ティーン・ザ・ロック
「どうだー?逢坂。みんなは良いと言っているが」
「………精一杯頑張ります」
紅葉を睨みながら言うと、彼女はやっと『ゴメンね~』と顔の前で手を合わせてくれた。
「その代り、責任とって書記に立候補するからさァ~」
「ホントのホントー?…だったらまぁ、ドーナツ一個で手を打っても良いかなっ」
「だーっ!葉瑠ってば強欲ーー!!」
全く。何の為にあたしなんかを推薦したのかは分からないけど…。
紅葉が書記になると言うなら話は別だ。
彼女と一緒に何かできるのなら、多少の面倒な事位は乗り越えられそうな気がした。
「良し、委員長は決まりだな。次、副委員長。委員長が女子なら、バランス取って男子にするか。

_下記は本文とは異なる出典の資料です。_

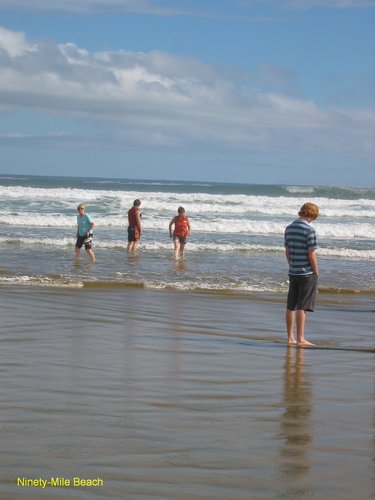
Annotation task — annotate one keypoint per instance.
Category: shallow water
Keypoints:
(236, 245)
(168, 395)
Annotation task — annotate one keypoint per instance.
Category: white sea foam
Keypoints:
(196, 247)
(203, 204)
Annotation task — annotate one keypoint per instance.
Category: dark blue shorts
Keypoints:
(302, 292)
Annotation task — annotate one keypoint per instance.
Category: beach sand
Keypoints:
(177, 395)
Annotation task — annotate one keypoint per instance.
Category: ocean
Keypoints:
(236, 244)
(170, 379)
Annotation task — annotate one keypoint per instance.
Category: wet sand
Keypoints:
(167, 395)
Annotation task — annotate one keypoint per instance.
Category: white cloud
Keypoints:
(157, 99)
(14, 44)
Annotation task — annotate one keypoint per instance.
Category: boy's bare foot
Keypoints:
(304, 343)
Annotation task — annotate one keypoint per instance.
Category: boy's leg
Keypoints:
(91, 255)
(289, 319)
(300, 320)
(176, 247)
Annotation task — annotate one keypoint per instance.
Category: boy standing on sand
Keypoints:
(135, 226)
(182, 229)
(85, 227)
(300, 251)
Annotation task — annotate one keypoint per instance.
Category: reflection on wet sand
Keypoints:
(295, 427)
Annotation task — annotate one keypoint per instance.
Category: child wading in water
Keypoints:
(85, 227)
(182, 230)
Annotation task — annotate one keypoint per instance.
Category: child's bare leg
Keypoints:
(289, 319)
(300, 320)
(176, 248)
(91, 255)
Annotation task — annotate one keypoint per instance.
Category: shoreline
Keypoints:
(179, 394)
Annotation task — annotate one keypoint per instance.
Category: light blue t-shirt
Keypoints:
(84, 224)
(300, 237)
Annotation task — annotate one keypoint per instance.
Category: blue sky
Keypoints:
(253, 91)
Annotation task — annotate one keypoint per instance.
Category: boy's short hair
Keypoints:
(309, 210)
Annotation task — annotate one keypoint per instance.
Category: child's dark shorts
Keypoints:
(86, 241)
(302, 292)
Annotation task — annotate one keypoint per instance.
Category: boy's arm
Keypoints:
(287, 254)
(313, 258)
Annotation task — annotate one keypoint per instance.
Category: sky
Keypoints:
(248, 91)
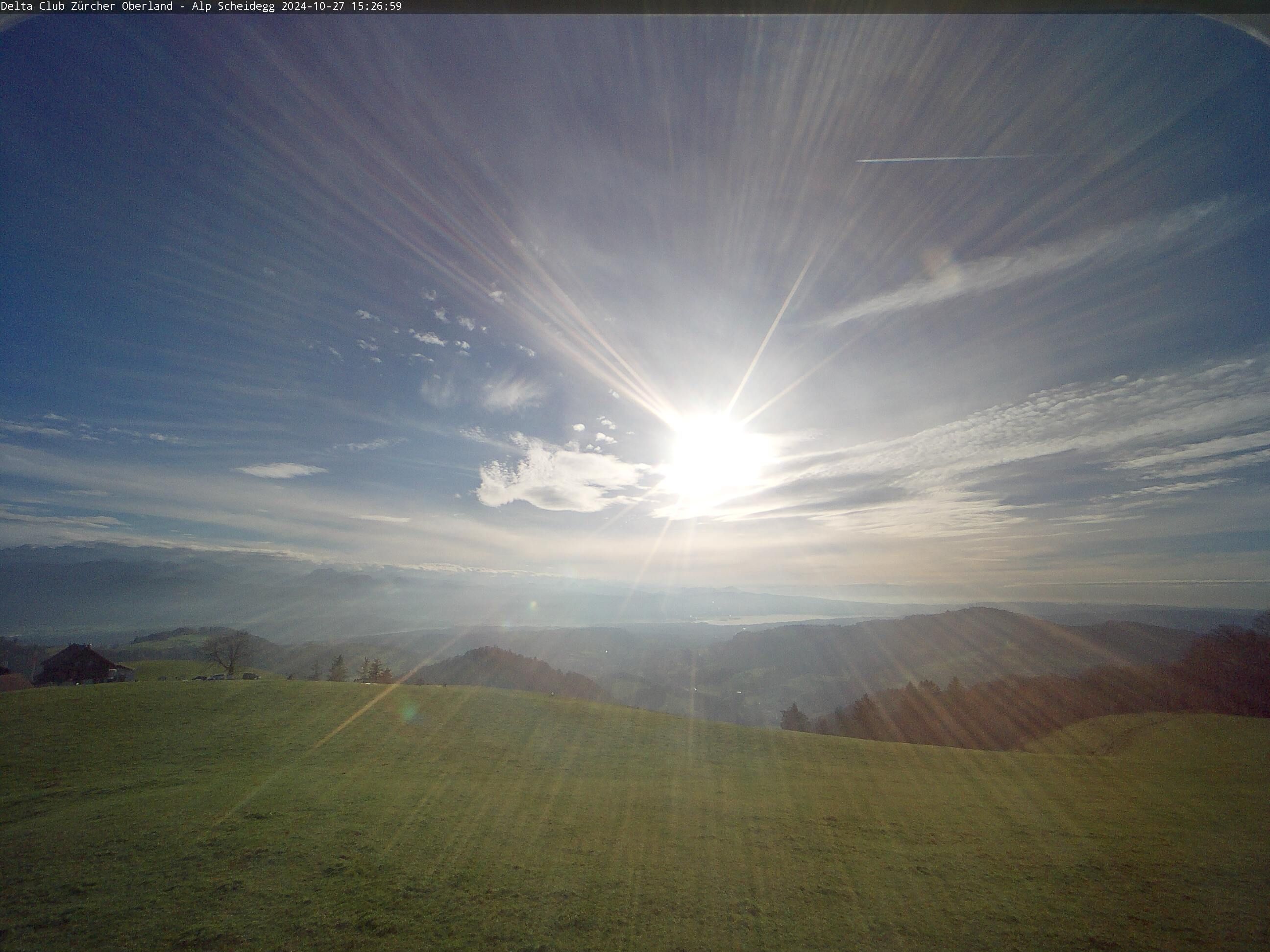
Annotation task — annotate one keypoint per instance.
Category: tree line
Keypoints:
(1224, 672)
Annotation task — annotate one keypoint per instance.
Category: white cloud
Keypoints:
(440, 391)
(24, 428)
(9, 515)
(280, 471)
(1212, 220)
(558, 479)
(371, 445)
(511, 393)
(1075, 451)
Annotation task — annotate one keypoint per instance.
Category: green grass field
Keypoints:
(238, 815)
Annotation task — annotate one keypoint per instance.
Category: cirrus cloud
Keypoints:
(280, 471)
(558, 479)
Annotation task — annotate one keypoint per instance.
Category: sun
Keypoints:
(713, 459)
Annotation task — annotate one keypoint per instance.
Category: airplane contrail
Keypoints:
(955, 158)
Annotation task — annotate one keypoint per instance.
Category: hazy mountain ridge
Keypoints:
(752, 676)
(497, 668)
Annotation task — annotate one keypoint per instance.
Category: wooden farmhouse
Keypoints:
(80, 664)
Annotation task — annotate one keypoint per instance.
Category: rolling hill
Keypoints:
(751, 677)
(497, 668)
(275, 815)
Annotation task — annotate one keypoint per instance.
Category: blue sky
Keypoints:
(616, 299)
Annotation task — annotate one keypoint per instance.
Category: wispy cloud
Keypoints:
(13, 427)
(558, 479)
(511, 393)
(280, 471)
(1200, 224)
(1077, 451)
(381, 443)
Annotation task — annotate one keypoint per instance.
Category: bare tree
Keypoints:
(229, 649)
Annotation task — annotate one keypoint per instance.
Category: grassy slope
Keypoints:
(1206, 740)
(466, 818)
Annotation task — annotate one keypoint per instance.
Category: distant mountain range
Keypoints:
(747, 678)
(111, 593)
(497, 668)
(751, 677)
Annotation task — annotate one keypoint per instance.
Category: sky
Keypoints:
(634, 299)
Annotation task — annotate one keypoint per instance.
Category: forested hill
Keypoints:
(498, 668)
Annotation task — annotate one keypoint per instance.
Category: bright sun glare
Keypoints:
(713, 457)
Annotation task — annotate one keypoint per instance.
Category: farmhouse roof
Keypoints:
(78, 654)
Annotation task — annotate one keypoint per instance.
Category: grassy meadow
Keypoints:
(269, 815)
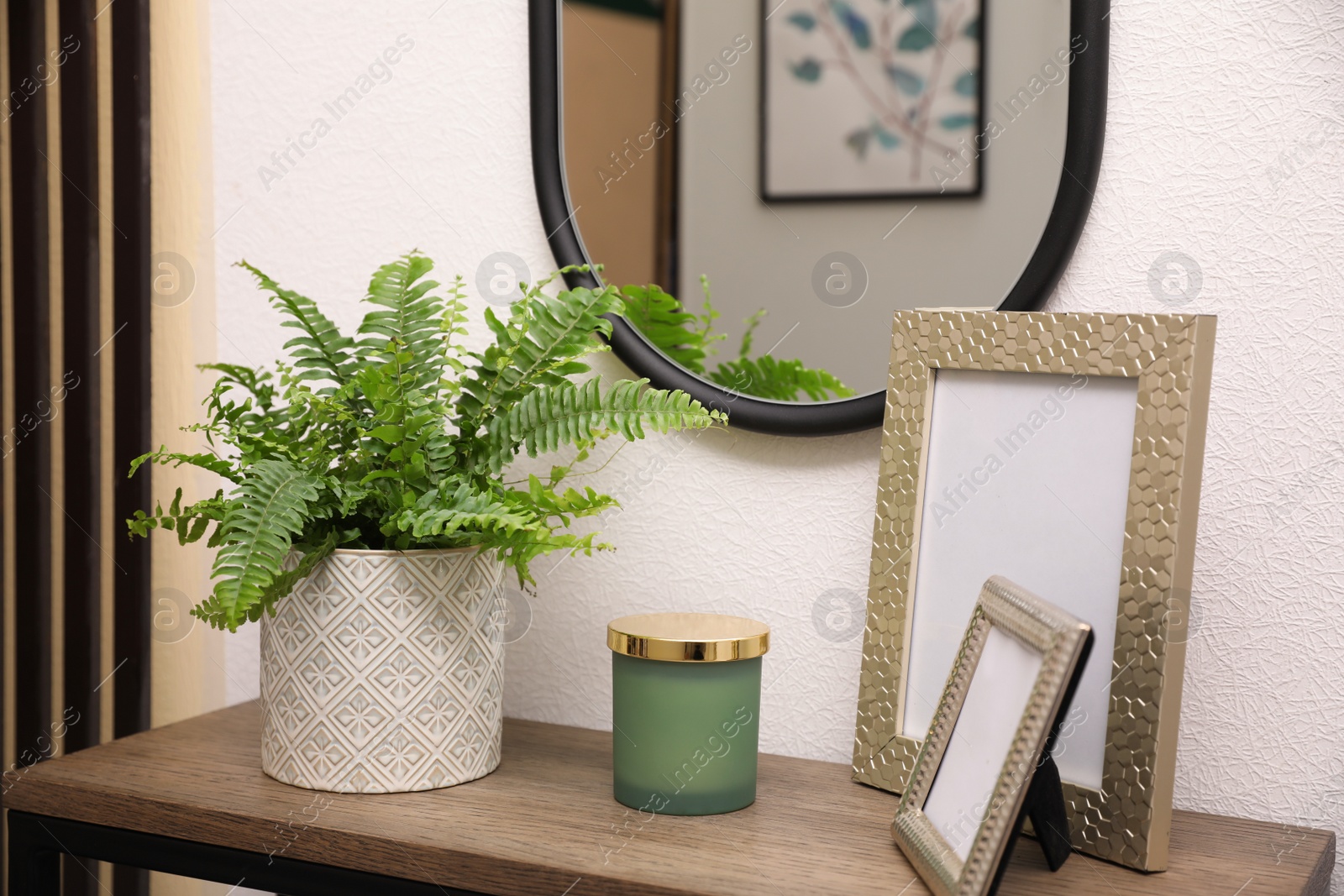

立候補はー?」
どうせまた誰も立候補なんか居ないのに、わざわざ聞かなくても…と思ったのだが。
「はいっ!!センセー!!俺ッ俺!」
「馬鹿かお前!どうせ逢坂ちゃん狙いだろーが!」
「うっせーよ!ってか!お前の高く挙がったその右手は何だ!?」
「俺だってたまには学校に貢献せねばと思う訳だよ」
「お前こそ逢坂ちゃん狙いだな!!それより、頭悪い癖に良く『貢献』とか分かったな」
コントが始まった。
「じゃー俺が」
「いや、俺が」
「俺が!」
「いや、ここは俺様が」
「「「どーぞどーぞど-ぞ」」」
何、これがセレブの遊びというものなの?
意外、というか…。ううん。やっぱり予想通りだ。
金持ちは何を考えているか分からない。